Aku melihatnya melangkah menjauh, membelakangi keberadaanku yang terhalangi oleh dinding. Wajahnya menyiratkan kebahagiaan, lengannya mengapit seorang gadis. Gadis yang jauh lebih muda dariku. Rambut panjangnya terurai sepunggung, kuliatnya putih bersih, wajahnya memancarkan kesejukan dan keindahan.
Aku tidak heran kalau ia berpaling kepadanya. Laki-laki mana yang tidak tersihir oleh pesona gadis itu. Termasuk laki-laki yang telah bertunangan denganku. Awalnya aku tidak percaya mendengar kabar kalau ia berselingkuh. Aku tahu dia laki-laki yang baik. Tapi ternyata, dia bermain di belakangku.
Apakah ia tidak mendengar hatiku menjerit pilu? Perempuan mana yang tidak merasa sakit takkala melihat orang yang telah menjadi tunangannya, justru bermain dengan perempuan lain dibelakang.
Aku masih berharap kalau itu bukan dia. Aku masih mengingkari kalau itu bukan tunanganku. Aku masih tidak mau menerima kenyataan, bahwa laki-laki yang kulihat itu adalah Randi.
Bukan... bukan dia! Aku menggeleng kuat. Kelopak mataku mulai terasa berat, sedikit lagi air mataku akan tumpah. Aku akan memastikannya sekali lagi. Kuraih handphone di saku bajuku, kutekan nomor panggilnya. Hatiku berdebar cemas, kalau laki-laki itu mengangkat telponnya, maka sudah jelas...
“Halo, Vika? Ada apa?”
Kedua mataku membelalak kaget. Tidak percaya dengan bukti yang kudapat sendiri. Laki-laki itu juga mengangkat telponnya, dan ketika mulutnya bergerak, aku mendengar suara dari speaker handphone ku. Ini bukan kebetulan.
“Ti, tidak apa-apa.. Randi..,” suaraku bergetar menahan emosi. “Kau.. sedang apa?”

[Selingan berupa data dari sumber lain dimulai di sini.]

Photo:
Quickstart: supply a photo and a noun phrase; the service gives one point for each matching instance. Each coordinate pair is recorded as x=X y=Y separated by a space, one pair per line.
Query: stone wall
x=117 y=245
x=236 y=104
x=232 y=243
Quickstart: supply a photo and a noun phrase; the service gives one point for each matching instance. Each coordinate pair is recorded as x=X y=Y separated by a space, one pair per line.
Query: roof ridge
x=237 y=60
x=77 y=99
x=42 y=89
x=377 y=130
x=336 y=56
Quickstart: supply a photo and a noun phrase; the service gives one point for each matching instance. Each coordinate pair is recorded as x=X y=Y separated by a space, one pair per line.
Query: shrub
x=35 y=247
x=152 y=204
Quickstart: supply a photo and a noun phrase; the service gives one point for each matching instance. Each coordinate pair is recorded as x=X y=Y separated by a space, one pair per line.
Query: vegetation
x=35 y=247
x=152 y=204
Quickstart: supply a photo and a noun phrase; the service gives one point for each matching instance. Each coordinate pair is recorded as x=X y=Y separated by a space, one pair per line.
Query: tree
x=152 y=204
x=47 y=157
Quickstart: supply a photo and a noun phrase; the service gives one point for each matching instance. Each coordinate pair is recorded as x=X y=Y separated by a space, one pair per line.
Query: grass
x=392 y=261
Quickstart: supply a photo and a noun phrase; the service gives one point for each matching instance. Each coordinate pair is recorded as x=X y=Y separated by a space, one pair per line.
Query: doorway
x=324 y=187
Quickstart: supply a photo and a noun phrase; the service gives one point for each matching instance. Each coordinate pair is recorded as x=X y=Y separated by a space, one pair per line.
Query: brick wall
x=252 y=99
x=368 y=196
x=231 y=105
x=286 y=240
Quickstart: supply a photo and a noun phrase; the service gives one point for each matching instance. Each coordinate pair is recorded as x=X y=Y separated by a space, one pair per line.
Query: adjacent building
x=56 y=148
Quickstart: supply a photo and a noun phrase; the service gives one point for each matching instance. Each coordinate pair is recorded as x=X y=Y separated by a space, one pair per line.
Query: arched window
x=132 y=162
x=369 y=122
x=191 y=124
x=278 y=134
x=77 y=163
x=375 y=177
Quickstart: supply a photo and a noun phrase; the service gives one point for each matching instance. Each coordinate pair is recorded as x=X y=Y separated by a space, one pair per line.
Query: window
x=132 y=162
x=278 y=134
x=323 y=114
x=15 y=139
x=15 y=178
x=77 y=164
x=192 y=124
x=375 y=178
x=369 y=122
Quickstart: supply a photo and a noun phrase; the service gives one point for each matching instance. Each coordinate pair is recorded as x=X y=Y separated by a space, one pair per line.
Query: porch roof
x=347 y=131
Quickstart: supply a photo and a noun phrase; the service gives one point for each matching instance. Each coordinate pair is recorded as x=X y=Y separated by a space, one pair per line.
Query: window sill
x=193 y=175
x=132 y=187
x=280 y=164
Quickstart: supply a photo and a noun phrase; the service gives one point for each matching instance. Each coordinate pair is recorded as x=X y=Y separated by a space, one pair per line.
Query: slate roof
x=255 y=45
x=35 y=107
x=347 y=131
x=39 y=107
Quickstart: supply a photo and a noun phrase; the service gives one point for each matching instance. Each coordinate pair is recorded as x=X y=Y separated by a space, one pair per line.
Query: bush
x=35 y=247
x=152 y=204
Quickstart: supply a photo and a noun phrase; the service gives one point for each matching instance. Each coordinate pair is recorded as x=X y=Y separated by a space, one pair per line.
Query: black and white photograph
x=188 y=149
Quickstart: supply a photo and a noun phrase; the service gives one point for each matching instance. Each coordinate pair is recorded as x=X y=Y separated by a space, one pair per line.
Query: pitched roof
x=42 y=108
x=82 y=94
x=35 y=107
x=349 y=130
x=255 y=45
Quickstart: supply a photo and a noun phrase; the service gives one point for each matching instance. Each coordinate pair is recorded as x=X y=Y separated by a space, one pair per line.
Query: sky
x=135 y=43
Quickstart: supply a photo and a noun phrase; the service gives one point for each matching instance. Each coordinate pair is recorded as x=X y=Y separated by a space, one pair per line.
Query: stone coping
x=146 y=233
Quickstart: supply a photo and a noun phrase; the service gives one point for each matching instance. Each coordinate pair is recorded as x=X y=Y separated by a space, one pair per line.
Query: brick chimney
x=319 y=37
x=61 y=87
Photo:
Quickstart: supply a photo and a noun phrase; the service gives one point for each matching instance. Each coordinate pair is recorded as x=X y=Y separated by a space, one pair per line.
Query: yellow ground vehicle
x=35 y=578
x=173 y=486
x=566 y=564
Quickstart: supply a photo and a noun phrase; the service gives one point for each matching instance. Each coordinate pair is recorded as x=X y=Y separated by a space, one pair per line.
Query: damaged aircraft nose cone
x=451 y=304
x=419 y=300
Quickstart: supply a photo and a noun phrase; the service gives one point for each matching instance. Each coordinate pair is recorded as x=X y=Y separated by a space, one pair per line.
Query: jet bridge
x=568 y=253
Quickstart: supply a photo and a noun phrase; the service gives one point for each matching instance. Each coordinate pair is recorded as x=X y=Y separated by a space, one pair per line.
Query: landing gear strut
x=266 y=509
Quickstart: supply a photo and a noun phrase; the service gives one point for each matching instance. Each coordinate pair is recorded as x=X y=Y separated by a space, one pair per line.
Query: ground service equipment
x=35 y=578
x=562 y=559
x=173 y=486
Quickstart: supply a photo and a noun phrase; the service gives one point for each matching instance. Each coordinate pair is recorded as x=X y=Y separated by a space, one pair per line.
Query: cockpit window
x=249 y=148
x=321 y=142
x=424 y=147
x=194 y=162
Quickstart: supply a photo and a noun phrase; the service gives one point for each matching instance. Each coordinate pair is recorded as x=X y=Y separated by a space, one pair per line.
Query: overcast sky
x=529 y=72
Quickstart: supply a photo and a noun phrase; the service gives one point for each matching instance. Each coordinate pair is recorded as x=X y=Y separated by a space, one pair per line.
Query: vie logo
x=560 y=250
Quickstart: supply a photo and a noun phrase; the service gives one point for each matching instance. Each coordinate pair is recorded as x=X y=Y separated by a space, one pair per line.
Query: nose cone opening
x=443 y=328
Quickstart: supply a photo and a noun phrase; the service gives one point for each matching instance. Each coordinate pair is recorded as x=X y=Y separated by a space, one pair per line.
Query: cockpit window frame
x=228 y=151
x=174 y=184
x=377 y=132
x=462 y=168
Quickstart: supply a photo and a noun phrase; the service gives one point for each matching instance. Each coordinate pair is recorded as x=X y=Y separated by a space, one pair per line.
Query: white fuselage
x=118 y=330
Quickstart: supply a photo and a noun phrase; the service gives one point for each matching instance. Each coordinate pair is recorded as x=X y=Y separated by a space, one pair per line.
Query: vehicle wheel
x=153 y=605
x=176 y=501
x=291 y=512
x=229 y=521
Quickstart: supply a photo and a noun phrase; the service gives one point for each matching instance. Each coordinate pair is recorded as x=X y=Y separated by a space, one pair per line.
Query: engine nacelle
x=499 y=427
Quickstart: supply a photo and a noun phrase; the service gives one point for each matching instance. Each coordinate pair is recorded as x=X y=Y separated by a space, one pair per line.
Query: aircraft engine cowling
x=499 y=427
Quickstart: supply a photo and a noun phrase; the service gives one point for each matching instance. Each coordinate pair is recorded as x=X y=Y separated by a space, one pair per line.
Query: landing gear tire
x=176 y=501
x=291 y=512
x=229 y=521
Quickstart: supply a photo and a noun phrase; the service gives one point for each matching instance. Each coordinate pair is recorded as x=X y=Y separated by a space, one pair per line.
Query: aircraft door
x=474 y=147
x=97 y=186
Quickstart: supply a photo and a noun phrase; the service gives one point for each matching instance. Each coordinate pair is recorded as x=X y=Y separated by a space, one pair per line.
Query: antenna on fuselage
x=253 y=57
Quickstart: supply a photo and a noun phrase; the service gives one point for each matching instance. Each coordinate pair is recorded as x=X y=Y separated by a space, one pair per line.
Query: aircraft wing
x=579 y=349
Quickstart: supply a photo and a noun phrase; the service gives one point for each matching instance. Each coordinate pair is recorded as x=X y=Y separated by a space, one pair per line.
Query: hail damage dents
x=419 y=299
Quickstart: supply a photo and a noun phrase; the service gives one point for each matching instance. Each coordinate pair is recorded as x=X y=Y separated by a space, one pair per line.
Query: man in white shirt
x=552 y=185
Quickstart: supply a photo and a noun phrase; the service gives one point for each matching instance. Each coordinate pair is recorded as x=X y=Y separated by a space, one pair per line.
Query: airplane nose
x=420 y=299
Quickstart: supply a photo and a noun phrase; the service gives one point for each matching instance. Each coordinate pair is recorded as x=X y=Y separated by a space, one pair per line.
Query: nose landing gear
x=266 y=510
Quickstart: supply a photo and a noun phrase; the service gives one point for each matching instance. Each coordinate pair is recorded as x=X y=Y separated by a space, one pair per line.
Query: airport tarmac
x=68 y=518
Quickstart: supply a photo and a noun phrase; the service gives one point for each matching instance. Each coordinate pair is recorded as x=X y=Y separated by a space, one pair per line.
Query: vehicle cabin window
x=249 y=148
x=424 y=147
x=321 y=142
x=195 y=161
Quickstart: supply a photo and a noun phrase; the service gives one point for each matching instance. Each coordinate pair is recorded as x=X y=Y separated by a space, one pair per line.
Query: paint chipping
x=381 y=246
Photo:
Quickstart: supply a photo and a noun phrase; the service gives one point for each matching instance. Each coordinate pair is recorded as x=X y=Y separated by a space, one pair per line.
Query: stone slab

“Maaf ya, aku lagi sibuk. Pekerjaan di kantor sangat banyak. Kalau mau cerita, besok saja, ya.”
Pekerjaan? Maksudmu berkencan dengan gadis SMA?
Aku berusaha menahan agar emosiku tidak meledak. Jadi aku cuman membalas alasan palsunya itu dengan ucapan, “ya”, lalu mengakhiri perbincangan. Begitu aku tersadar, air mataku sudah membasahi pipi.
Aku tidak tahan lagi. Melihatnya bermesraan dengan seorang gadis SMA, dan membohongi tunangannya tanpa rasa bersalah. Aku pun memutuskan untuk pulang. Aku ingin menenangkan diriku.
******
Suara jangkrik menemaniku setiap malam. Menantinya pulang sehabis bekerja seharian penuh. Awalnya aku berpikir seperti itu. Tapi setelah melihat pekerjaan sebenarnya tadi siang, harapanku menantinya berubah menjadi rasa muak dan benci. Jemariku menggenggam erat cangkir berisi teh hangat yang sejak tadi belum kusesap.
Mataku menerawang memandang larutan merah di cangkir itu. Warna teh rosela yang bunganya kupetik langsung dari taman rumahku. Aku memang menyukai bunga. Dan Randi mendalami ilmu botani di universitasnya dulu, sehingga ia sering membantu merawat bunga-bunga di kebun.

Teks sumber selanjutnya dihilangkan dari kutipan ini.